"cut" needed to run CC
Leo de Wit
leo at philmds.UUCP
Sun Sep 18 21:48:24 AEST 1988
In article <911 at riddle.UUCP> domo at riddle.UUCP (Dominic Dunlop) writes:
[lines deleted]...
>Quick hack fix: echo "How are you today" | awk -d" " '{print $1 " " $3}'
[more lines deleted]...
>It is left as an exercise for the reader to perform the operation above
>using sed.
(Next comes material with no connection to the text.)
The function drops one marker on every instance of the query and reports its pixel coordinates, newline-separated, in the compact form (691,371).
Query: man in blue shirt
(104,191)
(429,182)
Clue: it ain't pretty...
Not so pretty as awk, but not as ugly as some nroff scripts I've seen 8-).
Testing an sed-version however revealed it was almost 4 times as fast as
the awk version.
Consider:
------------ start here for awk version --------------
#!/bin/sh
# cut by awk
exec awk -d" " '{print $1 " " $3}' $*
------------ end here --------------
and
------------ start here for sed version --------------
#!/bin/sh
# cut by sed
sp=' *'
wd='[^ ][^ ]*'
exec sed "s/$sp$wd$sp\\($wd\\).*/ \\1/" $*
------------ end here --------------
On a source text (a News mailbox) of about 180Kbyte this was the result:
awk-version
44.1 real 41.4 user 1.8 sys
sed-version
12.3 real 10.5 user 1.1 sys
Output was redirected to /dev/null; directing it to a file will probably
increase both real and sys time slightly.
If you are going to use it with a compiler, you'd better make sure it's
fast, considering how often and for how large inputs it is going to be
used. Maybe it's even worth considering writing a small C program for
it, although I doubt this will gain much over the sed version.
Leo.
B.T.W. Although awk has builtin mechanisms for handling words ($1 etc),
it is pretty disappointing here. Anyone cares to check out perl on this one?